What is weight tying
flowchart LR wte(input embedding) lm_head(output embedding) wte --> ... --> lm_head
In the design of language models, there are typically two matrices.
- the input embedding (denoted as $\mathbf U$): transform a token ID to a token embedding, which is usually implemented as
nn.Embedding
in PyTorch. - the output embedding (denoted as $\mathbf V$): transform a token embedding to a probability distribution over vocab, which is usually implemented as
nn.Linear
in PyTorch.
The authors argue that we have similar expectations for these two matrices1.
- For $\mathbf U$, we hope that semantically similar tokens share similar token embeddings
- For $\mathbf V$, we hope that the score of tokens that are interchangeable to be similar.
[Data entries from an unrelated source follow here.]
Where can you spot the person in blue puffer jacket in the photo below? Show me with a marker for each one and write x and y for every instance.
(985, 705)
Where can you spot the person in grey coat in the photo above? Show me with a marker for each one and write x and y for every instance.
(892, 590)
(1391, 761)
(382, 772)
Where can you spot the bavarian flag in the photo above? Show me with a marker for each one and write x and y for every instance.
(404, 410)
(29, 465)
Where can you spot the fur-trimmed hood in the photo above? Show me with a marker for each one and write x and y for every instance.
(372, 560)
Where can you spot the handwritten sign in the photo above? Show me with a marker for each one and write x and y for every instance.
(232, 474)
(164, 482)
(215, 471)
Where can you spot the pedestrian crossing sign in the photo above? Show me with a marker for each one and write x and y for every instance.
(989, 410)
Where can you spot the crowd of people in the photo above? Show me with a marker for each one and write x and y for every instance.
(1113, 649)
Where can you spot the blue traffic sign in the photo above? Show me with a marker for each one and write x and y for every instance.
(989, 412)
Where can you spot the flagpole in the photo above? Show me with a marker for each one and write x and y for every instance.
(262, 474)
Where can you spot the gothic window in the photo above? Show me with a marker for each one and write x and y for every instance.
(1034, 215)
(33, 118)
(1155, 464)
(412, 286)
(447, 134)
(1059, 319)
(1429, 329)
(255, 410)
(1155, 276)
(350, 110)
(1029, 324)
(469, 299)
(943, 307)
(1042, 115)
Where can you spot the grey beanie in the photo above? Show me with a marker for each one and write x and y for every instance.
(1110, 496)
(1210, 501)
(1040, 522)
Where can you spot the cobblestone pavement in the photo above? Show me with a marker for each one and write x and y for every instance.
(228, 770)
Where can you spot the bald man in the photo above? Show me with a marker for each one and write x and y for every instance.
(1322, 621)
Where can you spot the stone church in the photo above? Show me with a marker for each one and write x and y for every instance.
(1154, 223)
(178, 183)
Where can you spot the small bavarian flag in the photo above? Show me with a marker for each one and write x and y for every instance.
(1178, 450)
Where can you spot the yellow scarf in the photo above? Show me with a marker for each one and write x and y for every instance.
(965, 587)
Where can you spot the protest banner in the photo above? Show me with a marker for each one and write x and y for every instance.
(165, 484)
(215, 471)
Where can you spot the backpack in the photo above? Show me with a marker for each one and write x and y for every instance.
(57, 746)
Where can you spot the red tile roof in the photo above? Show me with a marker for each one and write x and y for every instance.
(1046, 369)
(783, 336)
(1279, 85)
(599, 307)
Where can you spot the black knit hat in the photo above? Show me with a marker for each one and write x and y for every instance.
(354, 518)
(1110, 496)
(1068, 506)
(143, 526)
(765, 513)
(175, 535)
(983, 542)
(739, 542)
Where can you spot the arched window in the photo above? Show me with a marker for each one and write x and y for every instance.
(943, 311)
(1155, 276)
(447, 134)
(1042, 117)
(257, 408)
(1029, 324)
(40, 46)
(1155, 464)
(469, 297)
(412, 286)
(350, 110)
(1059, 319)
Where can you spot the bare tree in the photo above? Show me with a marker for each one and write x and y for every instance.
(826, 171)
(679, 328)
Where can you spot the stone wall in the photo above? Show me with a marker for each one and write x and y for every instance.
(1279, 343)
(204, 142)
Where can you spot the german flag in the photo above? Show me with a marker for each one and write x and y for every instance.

In addition, the $\mathbf U$ and $\mathbf V$ have the same size. This raises an intuitive question: can we share the same weight matrix for the input embedding and output embedding?
The answer is yes, and you can find details of the authors’ experiments here2
The implementation of weight tying
In PyTorch, the $\mathbf U$ is implemented as the nn.Embedding
layer, and the $\mathbf V$ is implemented as the nn.Linear
layer:
in_features, hidden_dim = 3, 4
U = nn.Embedding(in_features, hidden_dim)
V = nn.Linear(hidden_dim, in_features, bias=False)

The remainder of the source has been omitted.